The Valley Forge Chapel

The most spectacular sight to see at Valley Forge is the Chapel. This is an extremely wierd building that you really have to see to believe. It mixes American history with religion to such an extent that it puts new meaning to that term "civil religion. " I have always been interested in the American phenomenon of considering anything related to our country's founding as sacred. The Declaration is a sacred document. The Founders are like deities in a way. We refer to them as Founding fathers, extending the patriachical symbolism that we create when we refer to God as the father.

In the Valley Forge Chapel George Washington is Jesus Christ. It's an Episcopal Church and there are not a lot of images of Jesus, or crosses. Instead there are images of Washington, continentel soldiers, colonial flags. The number thirteen is repeated throughout the structure as a reference to the thirteen colonies. The stained glass windows depict scenes from the American Reovlution.
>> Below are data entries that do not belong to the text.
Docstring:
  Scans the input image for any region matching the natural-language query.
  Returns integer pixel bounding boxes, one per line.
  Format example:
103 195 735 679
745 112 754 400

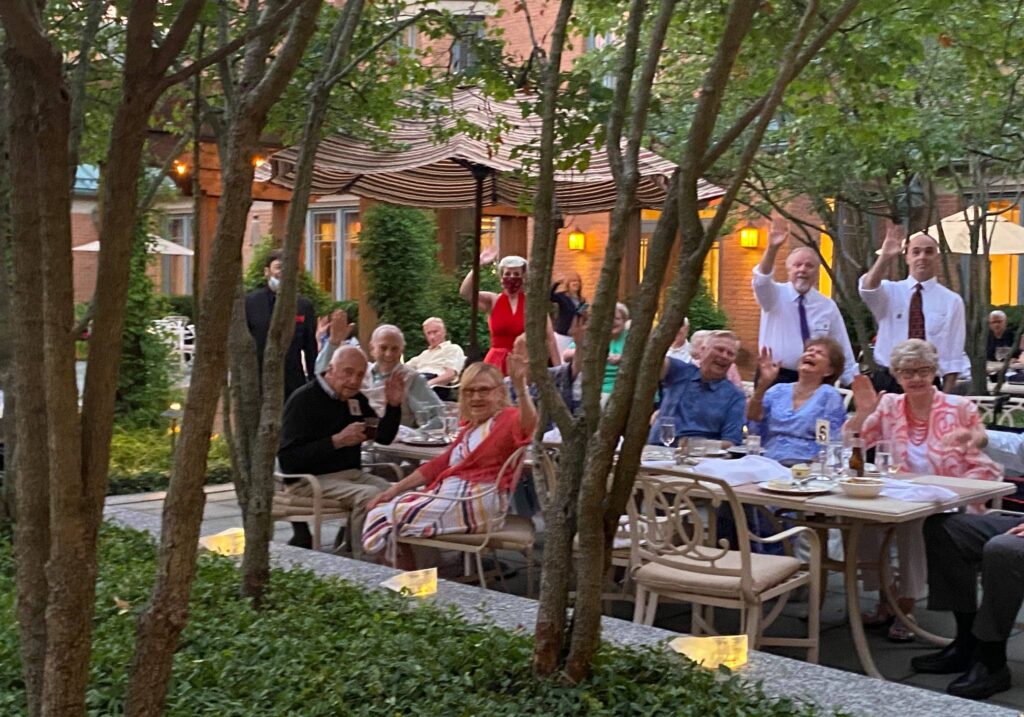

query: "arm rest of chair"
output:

For me the Valley Forge Chapel represents someting that I have been interested in for a long time; the equation of americanism with protestantism. America was founded on millenialist ideals, many in the colonial era believed the America would be where Christ returned, and during the revolution writers like Thomas Paine painted the war as a struggle between good and evil. The Chapel portrays the revolution as just this kind of struggle. In fact Valley Forge is in many ways viewed as a part of this struggle. The Continental Army is laid up there suffering all winter before emerging to carry on the struggle for independence. Through suffering they are able to combat evil. This is a christian notion if there ever was one, and that idea is represented visually over the entire Valley Forge Chapel.